T-Mobile has officially announced progress on its ongoing integration of MetroPCS, which includes the refarming of spectrum and shutting down the older CDMA network once operated by the now T-Mobile subsidiary in its first quarter earnings results. The percentage of refarmed MetroPCS spectrum now being used by T-Mobile for its LTE/HSPA network now stands at 80%, according to the carrier.
T-Mobile has also confirmed that it has migrated the majority of MetroPCS customers from the company’s legacy CDMA network and onto the GSM/LTE network with fewer than 500,000 MetroPCS customers still using the network. As a result, T-Mobile has shut down the MetroPCS CDMA network in Atlanta and Detroit during the first quarter of the year, bringing the overall total to 8 market shutdowns, with only 3 major markets left to refarm and shutdown. T-Mobile expects to shut down the remainder of the MetroPCS CDMA network by the end of the year.

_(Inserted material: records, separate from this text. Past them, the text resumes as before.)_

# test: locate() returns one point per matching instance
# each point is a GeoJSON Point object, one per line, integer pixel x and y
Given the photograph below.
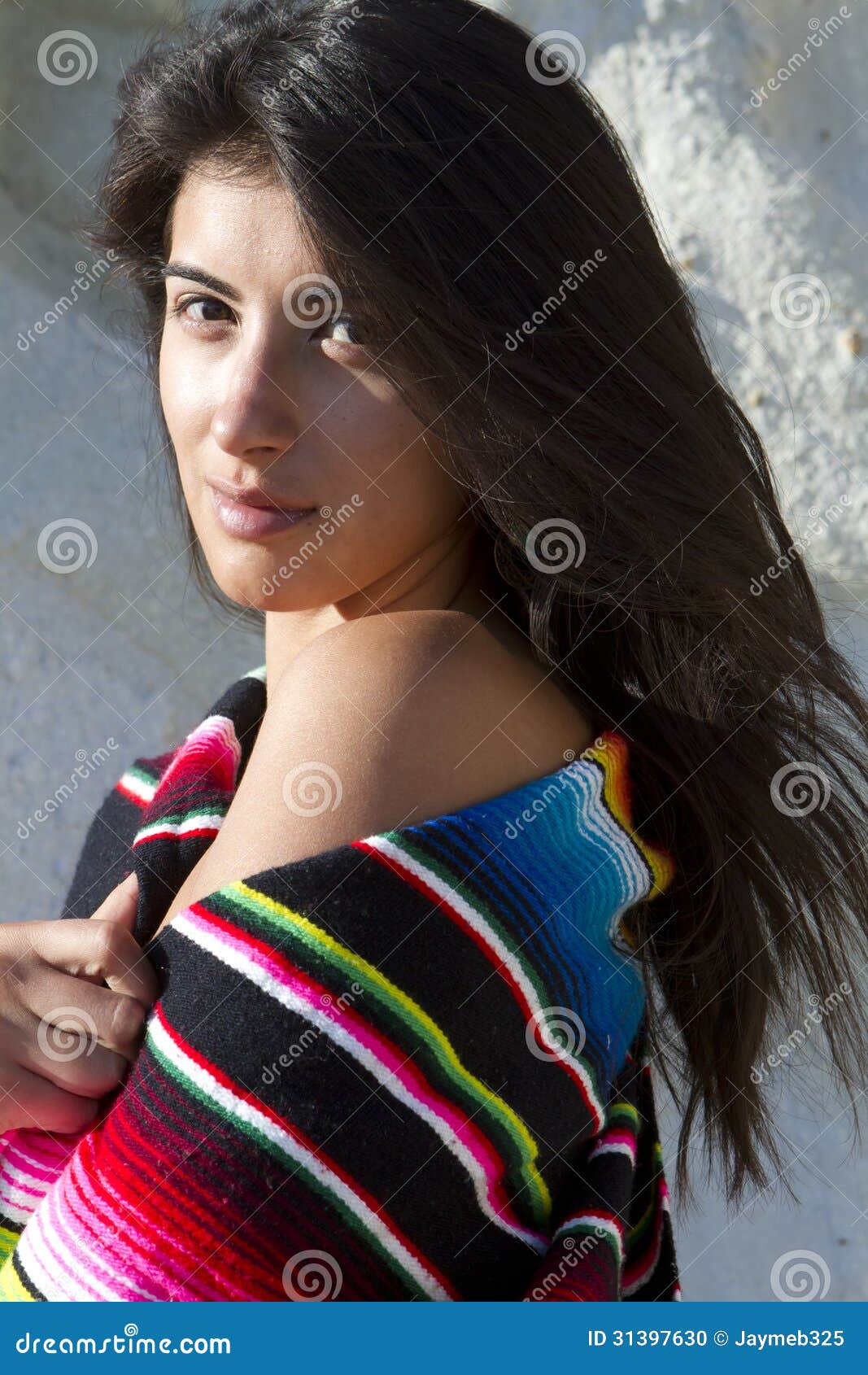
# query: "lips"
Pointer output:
{"type": "Point", "coordinates": [253, 496]}
{"type": "Point", "coordinates": [249, 513]}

T-Mobile has also announced further expansion of its 700Mhz spectrum rollout for improved indoor LTE coverage, with 700MHz coverage going live in Houston, Dallas, Philadelphia, Tampa, San Antonio, and Detroit during the first quarter, bringing the coverage expansion to 55 markets, along with expansion of its Wideband LTE service, now covering 157 markets across the country and expected to cover 200 markets by the end of the year. Finally, T-Mobile has confirmed that its spectrum and license winnings in the recent AWS-3 auction cover 97 million people across the country.